Oakland A’s could erase history at Tropicana site
Las Vegas has an entire marketing campaign based on a short term memory. The entire concept of “Whatever happens in Vegas stays in Vegas” is a way of saying that the past does not matter, it is all about the present and future. That is certainly the case where a great deal rides on a single roll of the dice or a hand of poker.
But there is some history that is worth saving. The Tropicana is considered to be the epicenter of where Howard Hughes took the city back from the Mafia, setting the stage for Las Vegas to become the tourist destination it is today. That history matters to a percentage of the residents.
There are plenty of other concerns with that location. Traffic would be a disaster on the strip, especially as the A’s would be playing 81 games at that location. The infrastructure is not in place for a stadium to be used that frequently in the area, as housing the players, executives, and coaches would be a concern. Chances are, the ideal option, should the A’s relocate, would be to look to the Summerlin area to build that new ballpark.

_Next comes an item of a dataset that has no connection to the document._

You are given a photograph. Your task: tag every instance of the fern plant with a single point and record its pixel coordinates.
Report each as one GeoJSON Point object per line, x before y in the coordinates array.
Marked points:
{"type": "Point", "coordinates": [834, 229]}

But that A’s are determined to build on the strip. While they are looking at becoming a part of the destination aspect of Las Vegas, that may not be a sustainable business model. It does work for the Raiders, but there is a major difference between playing eight or nine games at home and playing 81 games.
The Oakland A’s desire to build a ballpark at the site of the Tropicana is getting some pushback. An important piece of Las Vegas history could be erased.